Children can return to school in about a week and most adults can go back to work in that timeframe as well. Any activity in which the ears might be bent should be avoided for 2 months. As a result, children will be restricted in their playground or sports activities and potential contact sports are to be avoided. Many children have this surgery over the summer break to minimize conflicts with school and sports.
What are the risks?
When ear surgery is performed by a qualified, experienced surgeon, like Dr. Capek, complications are infrequent and usually minor. However, with any operation, there are risks associated with surgery and specific complications with this procedure. The most common complication for set-back otoplasty is some recurrence of prominence of the ear over a period of months. A small percentage of patients may develop bleeding under the skin of the ear in the first few days after surgery. If a clot forms, it may dissolve naturally or may need to be drawn out with a needle. Infections are rare but may develop in the cartilage, which can cause scar tissue to form. Such infections are usually treated with antibiotics. Rarely, surgery may be required to drain bleeding or clean out the infected area.
Earlobe Injuries and Deformities
Earlobes are often pierced, torn or gaged and they thin out with age. We
perform plastic surgery on the earlobes for a variety of reasons.
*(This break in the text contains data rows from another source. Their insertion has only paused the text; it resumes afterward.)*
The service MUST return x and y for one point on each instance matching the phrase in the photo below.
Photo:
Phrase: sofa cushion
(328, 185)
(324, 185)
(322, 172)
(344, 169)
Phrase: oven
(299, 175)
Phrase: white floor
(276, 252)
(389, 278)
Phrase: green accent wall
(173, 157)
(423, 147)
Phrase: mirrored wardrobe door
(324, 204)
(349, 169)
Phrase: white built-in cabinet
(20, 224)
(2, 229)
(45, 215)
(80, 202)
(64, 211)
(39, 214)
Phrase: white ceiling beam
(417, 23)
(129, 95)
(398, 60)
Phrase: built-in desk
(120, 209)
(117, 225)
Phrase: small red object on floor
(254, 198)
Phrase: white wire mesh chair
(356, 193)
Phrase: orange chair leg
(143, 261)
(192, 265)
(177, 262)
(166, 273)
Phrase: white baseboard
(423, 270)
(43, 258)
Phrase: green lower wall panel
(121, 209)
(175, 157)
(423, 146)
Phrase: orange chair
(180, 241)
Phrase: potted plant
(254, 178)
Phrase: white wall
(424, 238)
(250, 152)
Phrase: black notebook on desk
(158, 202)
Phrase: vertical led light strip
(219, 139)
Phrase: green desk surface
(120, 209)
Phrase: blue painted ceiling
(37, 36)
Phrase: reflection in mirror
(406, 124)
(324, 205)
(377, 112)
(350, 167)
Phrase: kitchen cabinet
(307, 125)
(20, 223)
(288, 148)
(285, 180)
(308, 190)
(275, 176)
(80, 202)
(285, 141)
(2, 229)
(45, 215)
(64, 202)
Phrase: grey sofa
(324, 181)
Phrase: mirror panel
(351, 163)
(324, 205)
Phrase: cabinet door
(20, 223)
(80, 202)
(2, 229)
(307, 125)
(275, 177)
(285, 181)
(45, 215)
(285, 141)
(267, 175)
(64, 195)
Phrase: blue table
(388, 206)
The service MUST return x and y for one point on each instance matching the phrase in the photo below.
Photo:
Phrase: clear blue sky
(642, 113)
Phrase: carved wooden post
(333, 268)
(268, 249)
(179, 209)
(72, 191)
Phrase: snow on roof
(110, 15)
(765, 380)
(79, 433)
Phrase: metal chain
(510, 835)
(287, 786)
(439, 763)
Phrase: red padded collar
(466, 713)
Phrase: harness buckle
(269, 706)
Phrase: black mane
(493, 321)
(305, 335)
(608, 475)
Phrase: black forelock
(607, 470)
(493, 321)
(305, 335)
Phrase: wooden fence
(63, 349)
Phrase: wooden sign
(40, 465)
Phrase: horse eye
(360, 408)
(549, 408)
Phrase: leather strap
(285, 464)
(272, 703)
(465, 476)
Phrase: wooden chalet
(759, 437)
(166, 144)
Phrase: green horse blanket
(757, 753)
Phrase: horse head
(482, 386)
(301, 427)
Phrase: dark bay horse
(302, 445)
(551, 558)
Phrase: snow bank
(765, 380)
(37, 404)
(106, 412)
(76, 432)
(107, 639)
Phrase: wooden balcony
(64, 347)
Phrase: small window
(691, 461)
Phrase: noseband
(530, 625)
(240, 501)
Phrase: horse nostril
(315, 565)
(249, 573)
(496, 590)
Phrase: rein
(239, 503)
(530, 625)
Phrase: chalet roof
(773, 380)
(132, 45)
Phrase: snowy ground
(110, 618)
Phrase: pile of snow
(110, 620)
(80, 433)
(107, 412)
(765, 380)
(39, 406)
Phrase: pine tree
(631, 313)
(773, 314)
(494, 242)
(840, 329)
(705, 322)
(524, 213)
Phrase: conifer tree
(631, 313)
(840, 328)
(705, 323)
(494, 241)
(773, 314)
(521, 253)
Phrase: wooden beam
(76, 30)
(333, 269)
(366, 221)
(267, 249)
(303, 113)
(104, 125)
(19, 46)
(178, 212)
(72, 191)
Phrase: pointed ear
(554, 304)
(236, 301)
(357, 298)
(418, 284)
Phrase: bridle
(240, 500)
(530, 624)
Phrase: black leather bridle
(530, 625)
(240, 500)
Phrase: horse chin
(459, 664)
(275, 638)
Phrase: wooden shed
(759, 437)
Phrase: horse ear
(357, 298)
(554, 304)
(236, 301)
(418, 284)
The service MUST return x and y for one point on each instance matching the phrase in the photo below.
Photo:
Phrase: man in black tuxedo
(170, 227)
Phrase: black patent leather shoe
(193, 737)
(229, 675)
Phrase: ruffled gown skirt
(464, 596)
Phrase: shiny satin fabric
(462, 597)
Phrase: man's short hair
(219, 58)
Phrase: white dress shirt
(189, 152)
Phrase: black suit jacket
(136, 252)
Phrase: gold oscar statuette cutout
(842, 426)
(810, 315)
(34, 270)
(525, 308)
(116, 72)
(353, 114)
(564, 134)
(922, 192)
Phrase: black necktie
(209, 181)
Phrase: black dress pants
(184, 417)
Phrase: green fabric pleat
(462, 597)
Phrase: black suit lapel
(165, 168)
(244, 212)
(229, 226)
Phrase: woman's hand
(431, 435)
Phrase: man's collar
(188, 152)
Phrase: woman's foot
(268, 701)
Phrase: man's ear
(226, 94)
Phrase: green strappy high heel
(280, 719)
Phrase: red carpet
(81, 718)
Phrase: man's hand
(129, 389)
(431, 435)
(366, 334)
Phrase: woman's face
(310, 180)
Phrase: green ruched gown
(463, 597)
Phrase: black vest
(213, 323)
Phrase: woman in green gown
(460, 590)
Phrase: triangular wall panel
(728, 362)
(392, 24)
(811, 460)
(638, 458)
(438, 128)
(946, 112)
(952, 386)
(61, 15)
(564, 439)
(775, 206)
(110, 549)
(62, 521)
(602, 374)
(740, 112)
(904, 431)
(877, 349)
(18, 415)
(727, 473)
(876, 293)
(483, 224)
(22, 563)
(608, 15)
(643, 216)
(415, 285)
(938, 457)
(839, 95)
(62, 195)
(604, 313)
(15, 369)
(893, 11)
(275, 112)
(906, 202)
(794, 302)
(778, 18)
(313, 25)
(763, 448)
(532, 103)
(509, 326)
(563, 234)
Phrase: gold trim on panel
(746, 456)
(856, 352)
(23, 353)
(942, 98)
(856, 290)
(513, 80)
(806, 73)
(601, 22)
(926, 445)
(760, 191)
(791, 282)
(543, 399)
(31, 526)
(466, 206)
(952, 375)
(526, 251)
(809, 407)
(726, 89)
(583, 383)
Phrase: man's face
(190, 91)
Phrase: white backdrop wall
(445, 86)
If you have a torn earlobe, this is easily repaired under local anesthesia and you can even re-pierce a few weeks later. Tired of your gages? This too can be fixed with a minor surgical procedure where stretched tissue is removed and a smaller earlobe is reconstructed. In older patients, an earlobe reduction can create a more youthful appearance and is sometimes done in combination with a facelift.
Complications associated with these relatively minor procedures are uncommon. Minor bleeding or infections may occur, as well as the formation of abnormal scars. In most people, however, scars from these procedures are limited and fade a lot with time.